The CVM Board decided that it is possible to partially subscribe for capital increases
through private placement (commonly known as PIPE transactions) without pursuing the
procedures set forth in article 171, paragraph 7 of the Brazilian Corporations Law, provided
that certain requirements and procedures are observed.
The decision in the João Fortes Case alters CVM’s conclusion in the case known as “Gol
Case” (CVM Proceeding No. RJ2012/4172, decided on July 10, 2012). In the Gol Case,
CVM decided that companies were authorized to cancel unsubscribed shares and
partially homologate capital increases without pursuing public auctions only when an
auction would not to achieve the company’s goal – for instance, when the subscription
value was greater than the market value of the shares.

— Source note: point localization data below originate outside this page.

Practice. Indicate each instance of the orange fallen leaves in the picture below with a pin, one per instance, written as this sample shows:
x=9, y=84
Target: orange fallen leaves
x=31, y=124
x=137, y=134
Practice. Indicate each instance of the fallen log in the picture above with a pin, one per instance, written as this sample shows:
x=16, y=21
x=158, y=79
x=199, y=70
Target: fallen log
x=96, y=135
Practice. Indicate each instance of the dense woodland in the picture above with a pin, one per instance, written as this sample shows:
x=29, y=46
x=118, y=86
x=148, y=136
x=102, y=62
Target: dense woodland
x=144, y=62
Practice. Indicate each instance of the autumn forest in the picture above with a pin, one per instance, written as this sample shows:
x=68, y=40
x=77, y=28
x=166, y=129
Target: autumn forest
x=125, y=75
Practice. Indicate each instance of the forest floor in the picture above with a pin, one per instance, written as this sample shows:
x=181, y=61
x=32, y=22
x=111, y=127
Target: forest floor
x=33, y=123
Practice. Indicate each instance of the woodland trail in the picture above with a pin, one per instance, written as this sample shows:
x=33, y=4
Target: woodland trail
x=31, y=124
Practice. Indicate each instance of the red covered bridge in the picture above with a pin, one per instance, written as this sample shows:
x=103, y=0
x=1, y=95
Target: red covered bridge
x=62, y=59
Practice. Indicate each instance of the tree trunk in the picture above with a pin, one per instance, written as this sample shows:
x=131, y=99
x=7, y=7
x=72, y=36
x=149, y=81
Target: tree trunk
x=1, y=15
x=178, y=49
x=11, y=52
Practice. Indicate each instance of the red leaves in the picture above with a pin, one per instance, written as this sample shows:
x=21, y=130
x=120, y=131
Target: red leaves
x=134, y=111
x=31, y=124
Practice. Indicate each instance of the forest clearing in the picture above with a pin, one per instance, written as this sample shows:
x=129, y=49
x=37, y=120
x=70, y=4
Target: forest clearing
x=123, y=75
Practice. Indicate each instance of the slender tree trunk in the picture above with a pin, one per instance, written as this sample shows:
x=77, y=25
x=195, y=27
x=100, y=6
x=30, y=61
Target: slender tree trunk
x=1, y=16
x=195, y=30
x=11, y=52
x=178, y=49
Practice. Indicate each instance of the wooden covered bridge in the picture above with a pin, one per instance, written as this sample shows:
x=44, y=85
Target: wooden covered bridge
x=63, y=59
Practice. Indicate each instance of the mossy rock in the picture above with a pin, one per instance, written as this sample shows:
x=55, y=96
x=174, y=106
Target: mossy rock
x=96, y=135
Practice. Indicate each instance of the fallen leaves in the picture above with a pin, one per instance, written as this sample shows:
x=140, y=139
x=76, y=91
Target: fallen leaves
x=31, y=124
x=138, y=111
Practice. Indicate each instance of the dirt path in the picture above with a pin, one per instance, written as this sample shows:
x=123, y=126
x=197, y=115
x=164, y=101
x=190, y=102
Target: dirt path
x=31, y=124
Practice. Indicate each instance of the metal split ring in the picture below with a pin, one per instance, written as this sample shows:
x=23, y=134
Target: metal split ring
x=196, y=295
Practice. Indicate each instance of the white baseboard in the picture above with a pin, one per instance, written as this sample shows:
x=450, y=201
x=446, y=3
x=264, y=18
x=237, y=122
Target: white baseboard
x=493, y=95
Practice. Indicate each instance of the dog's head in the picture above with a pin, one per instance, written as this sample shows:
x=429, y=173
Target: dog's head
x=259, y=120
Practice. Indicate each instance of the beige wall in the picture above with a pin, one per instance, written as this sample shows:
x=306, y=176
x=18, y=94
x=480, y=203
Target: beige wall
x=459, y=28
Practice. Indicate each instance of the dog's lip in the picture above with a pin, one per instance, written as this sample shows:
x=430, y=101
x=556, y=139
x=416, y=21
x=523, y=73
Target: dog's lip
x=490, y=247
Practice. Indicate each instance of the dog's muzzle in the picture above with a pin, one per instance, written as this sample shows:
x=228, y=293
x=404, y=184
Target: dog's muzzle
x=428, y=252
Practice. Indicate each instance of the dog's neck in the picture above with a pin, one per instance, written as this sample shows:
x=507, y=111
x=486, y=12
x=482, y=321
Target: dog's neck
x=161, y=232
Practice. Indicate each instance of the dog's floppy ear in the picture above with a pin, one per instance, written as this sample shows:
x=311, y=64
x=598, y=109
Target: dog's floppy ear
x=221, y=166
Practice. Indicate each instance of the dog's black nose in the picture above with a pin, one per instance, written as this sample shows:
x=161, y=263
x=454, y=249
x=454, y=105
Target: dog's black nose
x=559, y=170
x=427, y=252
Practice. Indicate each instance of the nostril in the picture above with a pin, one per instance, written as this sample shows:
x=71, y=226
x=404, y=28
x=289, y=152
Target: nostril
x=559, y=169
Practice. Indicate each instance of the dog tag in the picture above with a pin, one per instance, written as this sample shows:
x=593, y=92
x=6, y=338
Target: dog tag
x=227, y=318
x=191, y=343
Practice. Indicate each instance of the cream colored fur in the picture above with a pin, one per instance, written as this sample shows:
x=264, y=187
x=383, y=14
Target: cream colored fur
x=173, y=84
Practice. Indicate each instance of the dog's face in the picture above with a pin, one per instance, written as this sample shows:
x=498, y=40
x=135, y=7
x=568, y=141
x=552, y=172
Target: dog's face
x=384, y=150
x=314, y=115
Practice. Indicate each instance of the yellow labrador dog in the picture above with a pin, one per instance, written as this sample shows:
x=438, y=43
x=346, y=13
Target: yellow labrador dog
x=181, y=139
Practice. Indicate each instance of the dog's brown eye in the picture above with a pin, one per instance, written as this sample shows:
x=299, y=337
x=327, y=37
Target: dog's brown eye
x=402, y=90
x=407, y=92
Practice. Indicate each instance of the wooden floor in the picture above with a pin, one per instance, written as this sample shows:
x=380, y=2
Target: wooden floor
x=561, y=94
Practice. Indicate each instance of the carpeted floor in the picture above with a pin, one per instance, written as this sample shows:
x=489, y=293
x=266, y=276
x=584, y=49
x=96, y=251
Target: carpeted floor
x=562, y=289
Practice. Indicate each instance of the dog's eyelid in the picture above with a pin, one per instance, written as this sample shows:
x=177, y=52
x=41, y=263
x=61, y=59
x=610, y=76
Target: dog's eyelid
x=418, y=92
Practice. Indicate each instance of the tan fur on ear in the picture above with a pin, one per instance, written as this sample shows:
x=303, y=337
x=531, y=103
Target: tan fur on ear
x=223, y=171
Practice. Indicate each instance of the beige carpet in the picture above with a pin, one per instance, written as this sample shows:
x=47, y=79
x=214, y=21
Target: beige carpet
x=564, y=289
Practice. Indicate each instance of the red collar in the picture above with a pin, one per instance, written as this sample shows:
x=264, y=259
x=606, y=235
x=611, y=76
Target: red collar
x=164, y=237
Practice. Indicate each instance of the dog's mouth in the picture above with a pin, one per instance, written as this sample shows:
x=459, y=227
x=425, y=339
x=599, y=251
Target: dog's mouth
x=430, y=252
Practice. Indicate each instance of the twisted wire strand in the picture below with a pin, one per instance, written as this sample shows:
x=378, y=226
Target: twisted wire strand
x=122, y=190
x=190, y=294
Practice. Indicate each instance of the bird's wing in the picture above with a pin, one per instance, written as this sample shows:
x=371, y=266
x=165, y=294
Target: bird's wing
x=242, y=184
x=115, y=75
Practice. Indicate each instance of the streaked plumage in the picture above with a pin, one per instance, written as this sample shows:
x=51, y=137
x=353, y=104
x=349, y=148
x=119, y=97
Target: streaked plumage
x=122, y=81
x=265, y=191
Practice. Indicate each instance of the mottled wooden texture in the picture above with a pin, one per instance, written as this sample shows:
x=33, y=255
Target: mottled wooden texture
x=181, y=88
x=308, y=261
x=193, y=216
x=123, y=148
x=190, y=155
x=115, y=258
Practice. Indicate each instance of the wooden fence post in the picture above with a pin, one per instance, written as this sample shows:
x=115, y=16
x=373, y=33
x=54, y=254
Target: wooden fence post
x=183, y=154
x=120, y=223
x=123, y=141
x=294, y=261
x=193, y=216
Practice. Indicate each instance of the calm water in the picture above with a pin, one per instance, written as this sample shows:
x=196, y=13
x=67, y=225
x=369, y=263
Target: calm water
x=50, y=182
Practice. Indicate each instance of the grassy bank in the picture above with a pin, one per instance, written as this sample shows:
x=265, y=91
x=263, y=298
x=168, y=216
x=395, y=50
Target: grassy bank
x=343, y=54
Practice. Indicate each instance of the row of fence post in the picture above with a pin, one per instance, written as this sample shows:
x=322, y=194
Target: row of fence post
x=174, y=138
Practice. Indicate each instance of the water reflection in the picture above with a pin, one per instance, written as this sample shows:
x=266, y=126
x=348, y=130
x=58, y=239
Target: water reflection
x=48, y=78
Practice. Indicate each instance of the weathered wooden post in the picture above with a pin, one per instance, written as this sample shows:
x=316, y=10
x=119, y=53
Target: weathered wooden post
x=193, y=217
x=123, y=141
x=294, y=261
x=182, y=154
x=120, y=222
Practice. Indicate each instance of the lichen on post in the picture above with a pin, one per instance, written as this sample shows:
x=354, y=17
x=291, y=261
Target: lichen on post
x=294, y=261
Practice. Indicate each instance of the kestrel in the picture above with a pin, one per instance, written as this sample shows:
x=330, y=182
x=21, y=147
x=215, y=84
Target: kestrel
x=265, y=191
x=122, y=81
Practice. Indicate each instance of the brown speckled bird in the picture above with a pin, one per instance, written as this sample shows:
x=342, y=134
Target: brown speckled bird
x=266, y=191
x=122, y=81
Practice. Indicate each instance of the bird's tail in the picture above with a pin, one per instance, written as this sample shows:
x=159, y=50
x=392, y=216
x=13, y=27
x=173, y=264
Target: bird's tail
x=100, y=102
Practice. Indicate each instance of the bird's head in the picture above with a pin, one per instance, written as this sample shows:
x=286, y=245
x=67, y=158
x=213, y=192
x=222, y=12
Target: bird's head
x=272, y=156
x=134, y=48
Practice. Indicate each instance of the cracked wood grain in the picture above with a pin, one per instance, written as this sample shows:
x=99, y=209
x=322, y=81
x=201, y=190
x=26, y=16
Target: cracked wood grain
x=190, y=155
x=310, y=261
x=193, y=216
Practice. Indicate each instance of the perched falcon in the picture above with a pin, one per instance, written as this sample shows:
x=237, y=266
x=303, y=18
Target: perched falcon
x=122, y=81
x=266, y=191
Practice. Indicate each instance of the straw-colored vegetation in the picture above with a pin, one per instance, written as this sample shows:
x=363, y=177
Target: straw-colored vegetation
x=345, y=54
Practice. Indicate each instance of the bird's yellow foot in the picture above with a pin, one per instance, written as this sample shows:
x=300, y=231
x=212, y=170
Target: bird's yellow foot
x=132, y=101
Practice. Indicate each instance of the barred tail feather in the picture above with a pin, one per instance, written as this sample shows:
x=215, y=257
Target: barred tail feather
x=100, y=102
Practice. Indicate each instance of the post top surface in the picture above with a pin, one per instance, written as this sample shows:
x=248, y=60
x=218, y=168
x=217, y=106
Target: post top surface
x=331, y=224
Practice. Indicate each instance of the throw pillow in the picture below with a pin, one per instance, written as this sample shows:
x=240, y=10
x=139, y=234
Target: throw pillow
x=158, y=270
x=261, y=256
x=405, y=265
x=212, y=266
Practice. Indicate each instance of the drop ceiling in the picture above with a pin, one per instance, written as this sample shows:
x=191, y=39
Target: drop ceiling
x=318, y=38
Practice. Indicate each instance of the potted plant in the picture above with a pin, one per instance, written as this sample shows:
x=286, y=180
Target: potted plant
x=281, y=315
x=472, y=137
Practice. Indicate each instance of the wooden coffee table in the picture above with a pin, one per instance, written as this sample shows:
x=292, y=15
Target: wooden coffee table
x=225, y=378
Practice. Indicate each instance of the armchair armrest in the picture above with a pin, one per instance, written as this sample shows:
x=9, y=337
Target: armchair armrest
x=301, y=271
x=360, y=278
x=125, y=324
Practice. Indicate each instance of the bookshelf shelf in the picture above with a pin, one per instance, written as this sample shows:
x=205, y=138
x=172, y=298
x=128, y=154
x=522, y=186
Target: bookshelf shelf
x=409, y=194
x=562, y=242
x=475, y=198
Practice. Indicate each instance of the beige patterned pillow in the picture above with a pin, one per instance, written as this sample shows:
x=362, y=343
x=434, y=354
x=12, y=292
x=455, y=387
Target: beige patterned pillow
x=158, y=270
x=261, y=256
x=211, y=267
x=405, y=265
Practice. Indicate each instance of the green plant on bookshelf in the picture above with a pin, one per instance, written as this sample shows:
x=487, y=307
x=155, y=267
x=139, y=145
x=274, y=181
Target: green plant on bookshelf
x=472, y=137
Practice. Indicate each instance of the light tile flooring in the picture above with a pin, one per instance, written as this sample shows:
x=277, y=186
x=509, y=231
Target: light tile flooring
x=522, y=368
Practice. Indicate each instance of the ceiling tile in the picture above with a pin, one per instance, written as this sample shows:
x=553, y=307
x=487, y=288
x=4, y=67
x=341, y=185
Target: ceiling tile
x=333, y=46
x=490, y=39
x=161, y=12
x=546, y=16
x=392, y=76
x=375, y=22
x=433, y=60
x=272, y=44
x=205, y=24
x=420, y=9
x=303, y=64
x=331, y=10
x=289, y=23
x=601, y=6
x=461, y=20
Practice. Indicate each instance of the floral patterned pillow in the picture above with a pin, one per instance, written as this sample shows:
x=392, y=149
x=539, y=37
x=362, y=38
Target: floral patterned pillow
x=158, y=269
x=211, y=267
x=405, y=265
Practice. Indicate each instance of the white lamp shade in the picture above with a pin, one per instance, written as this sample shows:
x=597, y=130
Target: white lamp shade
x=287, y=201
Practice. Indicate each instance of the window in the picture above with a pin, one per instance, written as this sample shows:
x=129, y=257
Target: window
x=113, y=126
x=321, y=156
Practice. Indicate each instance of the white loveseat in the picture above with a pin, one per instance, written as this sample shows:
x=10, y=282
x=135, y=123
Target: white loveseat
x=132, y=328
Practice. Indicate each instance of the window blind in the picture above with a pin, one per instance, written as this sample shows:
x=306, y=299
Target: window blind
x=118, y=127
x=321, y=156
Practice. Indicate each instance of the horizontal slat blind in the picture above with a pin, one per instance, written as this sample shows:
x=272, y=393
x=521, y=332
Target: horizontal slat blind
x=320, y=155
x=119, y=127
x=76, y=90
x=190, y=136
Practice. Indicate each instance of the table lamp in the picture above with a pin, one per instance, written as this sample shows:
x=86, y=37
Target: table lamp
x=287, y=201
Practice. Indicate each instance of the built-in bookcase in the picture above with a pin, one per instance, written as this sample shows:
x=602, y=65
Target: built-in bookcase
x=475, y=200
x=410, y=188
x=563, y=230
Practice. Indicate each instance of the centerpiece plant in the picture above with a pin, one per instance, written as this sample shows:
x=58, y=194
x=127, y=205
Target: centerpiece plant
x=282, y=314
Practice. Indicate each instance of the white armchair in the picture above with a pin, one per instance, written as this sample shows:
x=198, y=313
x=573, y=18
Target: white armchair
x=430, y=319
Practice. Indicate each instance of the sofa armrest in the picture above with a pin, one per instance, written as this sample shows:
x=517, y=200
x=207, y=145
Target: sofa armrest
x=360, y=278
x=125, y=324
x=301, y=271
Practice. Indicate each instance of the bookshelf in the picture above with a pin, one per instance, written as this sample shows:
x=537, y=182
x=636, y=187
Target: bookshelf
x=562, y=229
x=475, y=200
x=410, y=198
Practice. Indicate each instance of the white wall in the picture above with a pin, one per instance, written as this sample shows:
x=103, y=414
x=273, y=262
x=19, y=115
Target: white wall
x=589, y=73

However, in arriving at the João Fortes Case decision, the CVM Board concluded that the
Brazilian Corporations Law does not prohibit the partial subscription of capital increases,
so long as the transaction complies with certain legal requirements – in particular, article
80, item I, and article 171, paragraph 7, of the Brazilian Corporations Law. To this end, the
partial subscription would require that:
i. the deliberation regarding the capital increase (as well as the information
disclosed to the shareholders, as determined by the CVM Ruling No. 481/09, as
amended, regarding those situations in which the shareholders‘ general meeting is
responsible to decide) expressly:
(a) foresees the possibility of partially subscribing for the capital increase;
(b) explicitly states the minimum amount of securities to be subscribed (or
the minimum amount of funds to be provided) for the capital increase
to achieve its purposes; and
(c) explicitly states the maximum amount of securities to be subscribed (or
the maximum amount of funds to be provided) within the capital
increase;
ii. the company discloses all relevant information required for the shareholders to
evaluate the capital increase features and its various outcomes, including,
among others, information regarding:
(a) the use of proceeds, as set forth in the article 30, paragraph 1, of CVM
Ruling No. 400/03, as amended;
(b) potential dilution of shareholders, by considering all scenarios possibly
deriving from the proposed transaction; and
(c) subscription commitments made by investors before the resolution as
to the capital increase;
iii. it is granted to shareholders the right to subscribe for shares conditioned upon
the fulfillment of certain conditions (article 31 of CVM Ruling No. 400/03, as
amended);
iv. by the end of the preemptive rights term, at least the minimum amount indicated
in the resolution is subscribed; and
v. pursuant to the article 80, item I, and article 170, item IV, of the Brazilian
Corporations Law, the capital increase admitting partial subscription may not be
accomplished if the subscribed amount does not reach the minimum amount
indicated in the resolution approving the transaction. In this case (and only in
this case), there would be unsubscribed shares which must be apportioned
according to article 171, paragraph 7, of the Brazilian Corporations Law.